So aktuell die Fälle der jüngsten Tour de France sind: Epo, Testosteron und Anabolika dürften bald Schnee von gestern sein. Statt mit verbotenen Pillen und Spritzen werden Athleten künftig mit aufgepeppten Genen auf Rekordjagd gehen. Genetische Fitnessbooster, warnen die Welt-Anti-Doping-Agentur Wada und das Internationale Olympische Komitee, werden das "Doping des 21. Jahrhunderts".

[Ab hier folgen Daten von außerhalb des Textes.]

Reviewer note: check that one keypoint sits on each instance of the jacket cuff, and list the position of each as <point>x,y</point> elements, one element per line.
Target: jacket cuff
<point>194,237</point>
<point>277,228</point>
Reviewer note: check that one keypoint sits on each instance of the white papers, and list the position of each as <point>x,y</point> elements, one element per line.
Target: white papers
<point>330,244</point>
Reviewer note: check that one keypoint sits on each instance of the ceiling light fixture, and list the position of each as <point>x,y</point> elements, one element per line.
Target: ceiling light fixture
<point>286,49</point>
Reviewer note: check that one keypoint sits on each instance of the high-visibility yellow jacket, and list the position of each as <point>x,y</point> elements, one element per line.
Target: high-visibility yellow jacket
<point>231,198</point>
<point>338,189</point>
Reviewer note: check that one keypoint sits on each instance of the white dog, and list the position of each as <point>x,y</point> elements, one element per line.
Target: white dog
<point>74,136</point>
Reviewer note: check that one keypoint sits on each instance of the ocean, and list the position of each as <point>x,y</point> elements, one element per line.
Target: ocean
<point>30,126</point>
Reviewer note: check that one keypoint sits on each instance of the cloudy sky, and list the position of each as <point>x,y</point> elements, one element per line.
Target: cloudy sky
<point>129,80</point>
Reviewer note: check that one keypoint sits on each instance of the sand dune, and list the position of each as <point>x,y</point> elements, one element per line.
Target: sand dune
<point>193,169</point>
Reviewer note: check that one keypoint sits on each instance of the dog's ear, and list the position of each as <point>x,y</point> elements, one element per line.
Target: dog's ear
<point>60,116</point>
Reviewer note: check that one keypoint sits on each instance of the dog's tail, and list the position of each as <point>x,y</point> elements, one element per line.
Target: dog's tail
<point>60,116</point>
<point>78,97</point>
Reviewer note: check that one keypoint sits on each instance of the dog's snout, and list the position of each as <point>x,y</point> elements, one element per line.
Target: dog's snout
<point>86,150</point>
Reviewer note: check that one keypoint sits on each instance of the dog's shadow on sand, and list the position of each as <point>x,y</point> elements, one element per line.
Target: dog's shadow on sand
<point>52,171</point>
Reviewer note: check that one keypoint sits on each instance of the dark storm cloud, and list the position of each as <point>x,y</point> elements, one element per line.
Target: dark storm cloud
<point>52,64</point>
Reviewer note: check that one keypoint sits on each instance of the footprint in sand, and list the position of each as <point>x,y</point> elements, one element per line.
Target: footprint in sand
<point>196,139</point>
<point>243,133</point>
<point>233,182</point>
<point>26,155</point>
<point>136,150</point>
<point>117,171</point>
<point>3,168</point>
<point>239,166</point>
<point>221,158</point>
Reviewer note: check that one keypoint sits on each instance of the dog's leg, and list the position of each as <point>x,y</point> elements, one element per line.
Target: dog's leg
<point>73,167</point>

Das sieht auch Theodore Friedmann so. "Ob Gendoping bereits angewendet wird, weiß niemand", sagt der Direktor des Gentherapieprogramms der University of California in San Diego und Leiter des Gendoping-Ausschusses der Wada. "Aber früher oder später wird es geschehen." Womöglich laufen schon bei den Olympischen Spielen von Peking genmanipulierte Athleten in die Sportarenen ein. Zu groß scheint die Verlockung der Gene im Kampf um Gold und Geld zu sein, als dass die Sportler ihr auf Dauer widerstehen könnten. Denn Gendoping macht Spritzen und Tabletten überflüssig. Mit einer Extraportion der richtigen Gene produziert der Körper das Dopingmittel gleich selbst. Nachweisbar ist es bisher nicht, und wird es womöglich nie sein.

Ein heißer Kandidat für das erste genetische Dopingmittel der Geschichte ist das Epo-Gen. Es steuert die Produktion des Blutbildungshormons Erythropoietin und somit die Ausdauerleistung. Weitere Anwärter sind Gene für Wachstumshormone wie IGF-1 (Insuline Like Growth Factor) oder HGH (Human Growth Hormone). Sie machen Muskeln stark. Prinzipiell könnten mit Gendoping aber sämtliche im Sport relevanten Funktionen des Körpers optimiert werden. Neben Kraft und Ausdauer auch Schnelligkeit und sogar Willenskraft oder Schmerztoleranz. "Wir wissen immer mehr über die Funktionsweise der Gene und verstehen besser, wie sie die Leistungsfähigkeit beeinflussen", sagt Patrick Diel von der Deutschen Sporthochschule Köln, der als Gutachter für den Deutschen Bundestag zum Thema Gendoping arbeitet.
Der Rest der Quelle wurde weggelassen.